In his essay, “Think Little”, Berry compares the major movements that have occupied our nation in recent decades — civil rights, the peace movement, the environment — and makes the claim that they all stem from the same root.
War and oppression and pollution are not separate issues, but are different aspects of the same issue.
The mentality that exploits and destroys the natural environment is the same that abuses racial and economic minorities, … that makes war against peasants and women and children with the indifference of technology …
He goes on to say that we would be fools to believe we could solve only one of those problems without tackling all of the others.
Part of the problem we have historically run into when trying to solve these issues is that we tend to turn them into a Cause.
When we turn a problem into a Cause, we simplify a complex matter and attempt to power our response by impatience, guilt, and short-term enthusiasm.
When we turn a problem into a Cause, we turn it into something that is “served by organizations that will self-righteously criticize and condemn other organizations, inflated for awhile by a lot of public talk in the media, only to be replaced in its turn by another fashionable crisis.”
Public responsibility is absolutely part of the solution — we should continue to bother the government and not allow them to be comfortable with easy solutions — but we must go beyond protest and political action.
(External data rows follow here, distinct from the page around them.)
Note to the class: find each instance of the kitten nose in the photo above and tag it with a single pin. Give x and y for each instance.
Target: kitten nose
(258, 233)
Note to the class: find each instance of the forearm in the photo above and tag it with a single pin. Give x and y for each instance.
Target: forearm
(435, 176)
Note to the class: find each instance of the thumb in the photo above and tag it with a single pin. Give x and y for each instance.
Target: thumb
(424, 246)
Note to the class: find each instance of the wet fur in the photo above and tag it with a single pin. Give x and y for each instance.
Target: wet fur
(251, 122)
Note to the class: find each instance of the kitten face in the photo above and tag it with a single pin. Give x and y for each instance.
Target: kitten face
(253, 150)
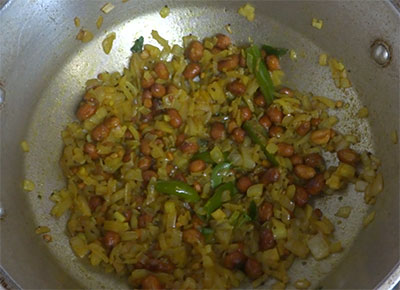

Rather than attempting to increase government, reaching for change through a program or a law, we could do a completely crazy thing.
We could first begin solving the problem ourselves.
If you are worried about the damming of wilderness rivers, join the Sierra club, write to the government, but (also) turn off the lights you’re not using, don’t install an air-conditioner, don’t be a sucker for electrical gadgets, don’t waste water.
It is easier to protest, easier to contact our representatives, than to give up our own comforts for the Cause.
Of course we need better government, but more than that we need better minds, better friendships, better marriages, better communities. We need people and families who don’t have to wait for an organization to lead the way, but can make necessary changes on their own.
When we turn the brokenness of this world into a Cause, we are pushed and pulled from one new focus of outrage to another.
When we root our understanding of what we see in our culture in the reality given by our Creator, however, even “amid the outcries for the liberation of this group or that, we will know that no person is free except in the freedom of other persons, and that our only real freedom is to know and faithfully occupy our place — a much humbler place than we have been taught to think — in the order of creation.”